I start chemo on Thursday. I am terrified of the side effects. I have tried to pre empt some of them by buying scarves and ginger drinks and even a brightly coloured bucket (incase I'm sick). Everyone says how well I'm coping with everything. I think I'm just numb and trying not to let everyone know how scared and sad I am.

Also, the mention of cold caps is interesting, the hospital ill be at aren't using them due to covid and the time restraints. But the oncologist did say I would definitely lose my hair with one of the meds anyway so... 

Tha ks for reading

  • Hi  and a very warm welcome to the forum. Sorry that you find yourself here but I hope that the friendship and shared experiences here will help you to feel less scared and definitely not alone. 

    Re chemo, there’s a great monthly thread in the Diagnosis and Treatments section, near the top. It’s a busy thread with tips and suggestions, always people here on the chemo train with you. There’s also a very busy thread called ‘Awake’ in the Chat section, a great mix of people there, old hands and newbies, plenty of serious support but also fun and banter. 

    Just wanted to pick up on something you said,,,,, you most definitely did not ruin your family’s Christmas!! The 2 big C’s did that, not you. It’s a really common theme here that we all tend to take responsibility for our nearest and dearest’s feelings and emotions about our cancer, as if having it wasn’t already utterly overwhelming! It’s a natural tendency but please try also to look after yourself. Harder in Covid times but don’t be too proud to accept practical help that is offered, obviously if Covid-safe to do so. Now there’s a phrase I didn’t know I’d ever use..... such strange times. 

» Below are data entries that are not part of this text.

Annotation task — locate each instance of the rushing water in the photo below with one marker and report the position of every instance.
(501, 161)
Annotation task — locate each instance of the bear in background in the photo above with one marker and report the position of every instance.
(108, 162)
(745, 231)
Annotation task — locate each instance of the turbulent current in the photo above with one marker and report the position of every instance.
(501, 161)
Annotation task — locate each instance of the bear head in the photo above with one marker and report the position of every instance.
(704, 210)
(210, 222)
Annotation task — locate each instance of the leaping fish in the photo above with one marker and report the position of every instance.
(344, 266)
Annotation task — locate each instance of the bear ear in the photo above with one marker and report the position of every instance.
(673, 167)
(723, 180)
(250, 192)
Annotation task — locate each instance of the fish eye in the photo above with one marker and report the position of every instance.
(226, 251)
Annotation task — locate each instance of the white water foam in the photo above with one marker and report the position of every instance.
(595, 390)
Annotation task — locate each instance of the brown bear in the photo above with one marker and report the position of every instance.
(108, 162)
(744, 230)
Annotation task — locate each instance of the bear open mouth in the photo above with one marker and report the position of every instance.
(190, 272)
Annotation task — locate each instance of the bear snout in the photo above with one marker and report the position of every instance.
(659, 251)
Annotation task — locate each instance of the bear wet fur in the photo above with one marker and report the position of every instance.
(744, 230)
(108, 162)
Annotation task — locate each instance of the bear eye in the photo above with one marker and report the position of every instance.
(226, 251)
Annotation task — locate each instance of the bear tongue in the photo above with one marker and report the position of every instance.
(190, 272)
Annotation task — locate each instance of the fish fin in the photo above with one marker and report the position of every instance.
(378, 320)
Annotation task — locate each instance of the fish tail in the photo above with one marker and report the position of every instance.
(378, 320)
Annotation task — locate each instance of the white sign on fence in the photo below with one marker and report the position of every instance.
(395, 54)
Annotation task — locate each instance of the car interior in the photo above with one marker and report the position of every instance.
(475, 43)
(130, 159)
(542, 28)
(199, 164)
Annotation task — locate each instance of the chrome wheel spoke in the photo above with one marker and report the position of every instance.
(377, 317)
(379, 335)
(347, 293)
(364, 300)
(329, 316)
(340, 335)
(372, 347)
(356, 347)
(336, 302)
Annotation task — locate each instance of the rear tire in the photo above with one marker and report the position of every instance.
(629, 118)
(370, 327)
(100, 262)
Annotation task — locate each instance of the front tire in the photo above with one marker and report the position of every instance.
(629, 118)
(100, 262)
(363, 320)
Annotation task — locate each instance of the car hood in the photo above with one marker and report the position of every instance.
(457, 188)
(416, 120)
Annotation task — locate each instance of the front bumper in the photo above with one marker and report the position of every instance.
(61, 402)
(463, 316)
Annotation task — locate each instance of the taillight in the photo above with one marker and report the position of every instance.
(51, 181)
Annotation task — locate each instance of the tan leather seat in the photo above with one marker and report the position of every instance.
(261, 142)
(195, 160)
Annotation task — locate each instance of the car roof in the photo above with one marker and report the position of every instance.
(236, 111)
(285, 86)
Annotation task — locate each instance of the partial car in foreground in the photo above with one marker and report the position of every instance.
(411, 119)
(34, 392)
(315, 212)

    Re people knowing, we’re all different but I actually felt it was a relief once most people knew. But it’s your business if you don’t want the wider work community to know. 

    Sending love and a big virtual hug, and will be thinking of you on Thursday. Often the unknown is much worse than the actual experience so I’m hoping that you feel ‘better’ once it’s started. Keep posting, ask questions, rant and rave if you need to, and let us know how it goes on Thursday. HFxx

    HappyFeet1 xx
    Don’t be afraid to cry. It will free your mind of sorrowful thoughts. – Hopi
  • Hi

    Another warm welcome to the online community from me. 

    Today would have been your first chemo - hope it's being kind to you so far, if not, don't be afraid to call them and get some help.

    It's completely up to you who you do and don't tell and we are always here to stop you feeling alone if you're not keen on talking to your friends and family about it. As HappyFeet1 said, we do tend to take a lot of the burden onto ourselves and it's important to be kind to yourself as well.

    Here is link to the January breast cancer chemo thread - we tend to refresh once a month. it's a great place to connect with others going through treatment and share your experiences and tips.

    Do let us know how you are getting on and feel free to let off steam to us - it's what we are here for.